You are consistently wrong. It's not about me. I have provided references for everything I have said, only to have it ignored because it doesn't suit your faith.
Knew all about it before you presented it and don't agree with your conclusions.
Conclusions you can't defend any further than by claiming them.
For example; When increased activity is seen prior to the subjective reporting the "desire" to move, you claim it is the brain doing something on it's own, yet the subject is awake and knows it will be required to do something soon.
The natural conclusion is this activity is consciousness preparing to make an imminent and rapid command for movement. It is all done by consciousness. Consciousness is never removed from the situation and never gives up control.
But your prejudices have replaced natural conclusions. You have a prejudice that consciousness cannot control and therefore make all conclusions based on this prejudice, not evidence.
You claim researchers can predict which arm a person will move, but if the subject is allowed to not move, at the last instant randomly at their volition, no researcher can predict this non-movement. They will predict movement when no movement occurs.
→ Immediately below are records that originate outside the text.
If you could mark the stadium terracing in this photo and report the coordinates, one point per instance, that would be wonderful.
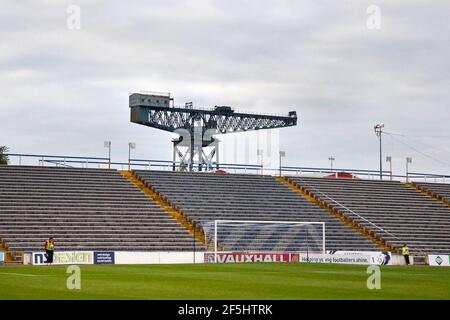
(149, 210)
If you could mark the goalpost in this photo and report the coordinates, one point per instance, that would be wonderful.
(250, 236)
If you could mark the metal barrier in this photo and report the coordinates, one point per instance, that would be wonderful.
(167, 165)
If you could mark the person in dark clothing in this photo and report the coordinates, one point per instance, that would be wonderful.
(49, 247)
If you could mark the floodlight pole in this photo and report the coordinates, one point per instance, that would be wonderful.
(215, 241)
(379, 131)
(389, 159)
(131, 145)
(408, 161)
(107, 144)
(282, 154)
(331, 158)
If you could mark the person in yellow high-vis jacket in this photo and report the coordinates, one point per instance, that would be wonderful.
(405, 253)
(49, 247)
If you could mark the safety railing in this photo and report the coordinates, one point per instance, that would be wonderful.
(167, 165)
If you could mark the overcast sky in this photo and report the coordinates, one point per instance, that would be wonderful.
(65, 91)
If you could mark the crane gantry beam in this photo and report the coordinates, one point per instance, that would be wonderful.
(221, 122)
(157, 111)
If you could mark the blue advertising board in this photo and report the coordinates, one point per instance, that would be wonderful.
(104, 257)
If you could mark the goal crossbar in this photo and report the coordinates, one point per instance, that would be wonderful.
(217, 222)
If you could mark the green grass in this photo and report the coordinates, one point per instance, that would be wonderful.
(228, 281)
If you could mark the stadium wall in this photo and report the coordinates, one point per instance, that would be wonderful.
(129, 257)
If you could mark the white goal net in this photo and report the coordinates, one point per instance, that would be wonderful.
(276, 239)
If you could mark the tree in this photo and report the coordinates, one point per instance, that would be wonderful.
(4, 158)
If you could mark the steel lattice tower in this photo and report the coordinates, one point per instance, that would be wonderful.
(197, 127)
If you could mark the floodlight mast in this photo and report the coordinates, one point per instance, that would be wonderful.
(197, 127)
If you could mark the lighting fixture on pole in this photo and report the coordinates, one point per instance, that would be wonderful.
(131, 145)
(331, 158)
(260, 154)
(282, 155)
(389, 159)
(379, 131)
(107, 144)
(408, 161)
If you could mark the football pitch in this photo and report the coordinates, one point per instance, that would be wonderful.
(226, 281)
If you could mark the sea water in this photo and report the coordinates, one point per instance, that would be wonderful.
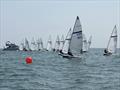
(49, 71)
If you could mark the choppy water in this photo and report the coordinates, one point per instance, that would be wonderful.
(50, 71)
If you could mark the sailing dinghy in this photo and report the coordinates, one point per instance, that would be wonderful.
(85, 44)
(49, 44)
(74, 49)
(57, 44)
(89, 42)
(112, 43)
(61, 43)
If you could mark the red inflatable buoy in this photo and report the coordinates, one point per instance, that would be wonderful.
(28, 60)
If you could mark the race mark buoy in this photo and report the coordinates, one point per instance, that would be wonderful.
(28, 60)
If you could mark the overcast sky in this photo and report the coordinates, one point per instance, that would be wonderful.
(41, 18)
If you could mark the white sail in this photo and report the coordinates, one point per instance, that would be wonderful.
(49, 44)
(76, 43)
(67, 42)
(85, 44)
(61, 43)
(112, 44)
(57, 44)
(89, 42)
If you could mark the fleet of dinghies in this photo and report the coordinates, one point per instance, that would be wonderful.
(74, 45)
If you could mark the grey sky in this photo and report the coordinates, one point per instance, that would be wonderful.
(36, 18)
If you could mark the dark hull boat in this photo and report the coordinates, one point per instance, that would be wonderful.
(10, 47)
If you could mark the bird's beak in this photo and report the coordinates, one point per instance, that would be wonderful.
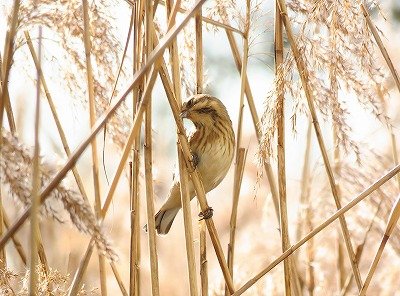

Because they are not seeing the brain superseding consciousness, they are seeing how the brain responds to it.
Your error lies in your claim that because we don't know how a brain forms consciousness experience we know nothing.
You know nothing about the generation of consciousness.
You don't know how it occurs. You don't know necessary conditions. You don't know method of genesis.
You don't know what scale it occurs in, or even what dimension it occurs in.
You know the brain is correlated to the genesis of consciousness, but cannot say with any certainty it is the only thing necessary.
Because you don't know what consciousness is, in physiological terms. Not the first thing about it.
You know a bit of what the brain is doing but certainly nothing about what it is doing on a quantum scale.
...it is universally excepted by neuroscientists worldwide that the brain is the agency of consciousness...that it is the electrochemical activity of a brain that is forming conscious experience based on information from the senses integrated with memory, enabling recognition and thought.
Here we can see your religious nature.
No such universal faith exists.
Real scientists conclude the brain and brain activity are highly correlated with consciousness but whether it is all that is necessary for the production of consciousness they cannot say.
When Newton proposed this "force" called gravity he was accused of having occult ideas by the scientists of his day.
But Newton understood the phenomena he observed could not be explained using only the earth and falling body. Something else had to exist (gravity) to explain the phenomena.
We are still at a pre-Newtonian understanding of consciousness. Certainly the brain is involved. What else, if anything, is necessary is unknown.